88 Eflapegrastim, a Long-Acting Granulocyte Colony–Stimulating Factor, Administered the Same Day as Chemotherapy in Patients With Early-Stage Breast Cancer: Results From a Multicenter, Open-Label Study

Background

Patients with early-stage breast cancer receiving docetaxel and cyclophosphamide chemotherapy have a risk of severe neutropenia and febrile neutropenia.
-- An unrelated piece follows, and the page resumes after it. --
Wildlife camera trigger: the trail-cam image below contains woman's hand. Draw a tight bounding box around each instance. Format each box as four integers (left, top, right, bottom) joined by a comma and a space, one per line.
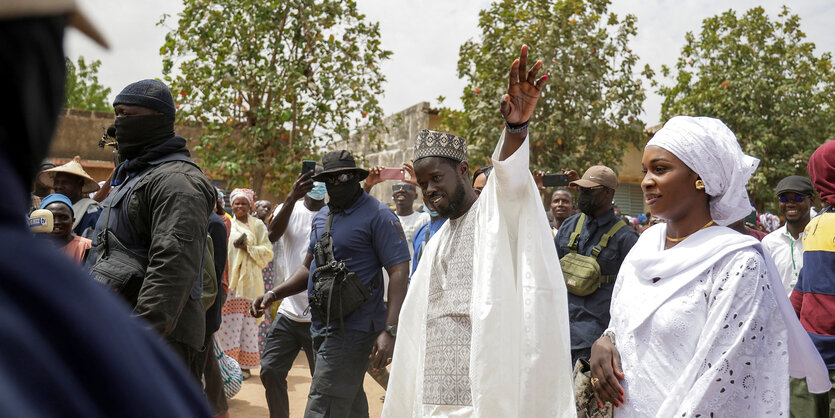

The National Comprehensive Cancer Network recommends GCSF to reduce the risk of febrile neutropenia. Eflapegrastim—a novel, long-acting, recombinant human GCSF linked to human IgG4 Fc fragment—showed improved bone marrow residence vs pegfilgrastim that may allow for same-day dosing. In the phase 3 trials ADVANCE (NCT02643420) and RECOVER (NCT02953340), eflapegrastim administered about 24 hours post docetaxel and cyclophosphamide was noninferior to pegfilgrastim in reducing the duration and incidence of severe neutropenia. This study evaluated the safety of a same-day dose of eflapegrastim.

Materials and Methods

This multicenter, open-label phase 1 study (NCT04187898) enrolled patients with confirmed early-stage breast cancer (stage I-IIIA), aged 18 years or older who were candidates for docetaxel and cyclophosphamide. Patients received subcutaneous eflapegrastim (single, fixed dose of 13.2 mg [3.6 mg GCSF]) 0.5 hours ± 5 minutes post docetaxel and cyclophosphamide (docetaxel 75 mg/m2 plus cyclophosphamide 600 mg/m2). Primary end point: time to recovery of absolute neutrophil counts (ANC) from nadir to ≥1.5×109/L in cycle 1. Secondary end points: incidence of severe neutropenia (ANC <0.5×109/L) and febrile neutropenia (ANC <0.5×109/L and temperature >38.3oC or 2 consecutive readings ≥38.0oC over 2 hours), duration of severe neutropenia, and incidence of neutropenic complications (anti-infective use/hospitalization). Treatment-emergent adverse effects (TEAEs) of interest are reported here.

Results

Fifty-three patients (mean [SD] age: 62.7 [11.9] years; female: 100%) from 13 US sites, were enrolled (White: 62.3%; Black: 9.4%; others: 28.3%). Patients were relatively healthy (ECOG 0, 52.8% [n = 28]; ECOG 1, 47.2% [n = 25]). Efficacy in cycle 1 was evaluable in 49 patients, with mean (SD) time to ANC recovery: 1.8 (1.1) days; incidence of severe neutropenia: 42.9% (n = 21); mean (SD) duration of severe neutropenia; 0.7 (0.9) days; and incidence of febrile neutropenia: 2% (n = 1). No neutropenic complications occurred during the study. Safety was assessed in all 53 patients who received 1 or more doses. Overall, 43 patients (81.1%) experienced any TEAEs of musculoskeletal pain. Common musculoskeletal TEAEs in 10% or more of patients: bone pain (52.8%; n = 28); back pain (26.4%; n = 14), pain in extremity (20.8%; n = 11); arthralgia (17.0%; n = 9), and myalgia (13.2%; n = 7). No deaths occurred during the study.

Conclusion

Eflapegrastim given on the same day as docetaxel and cyclophosphamide chemotherapy may reduce the time to ANC recovery and related complications in early-stage breast cancer. The AEs observed were consistent with those observed with other GCSF products.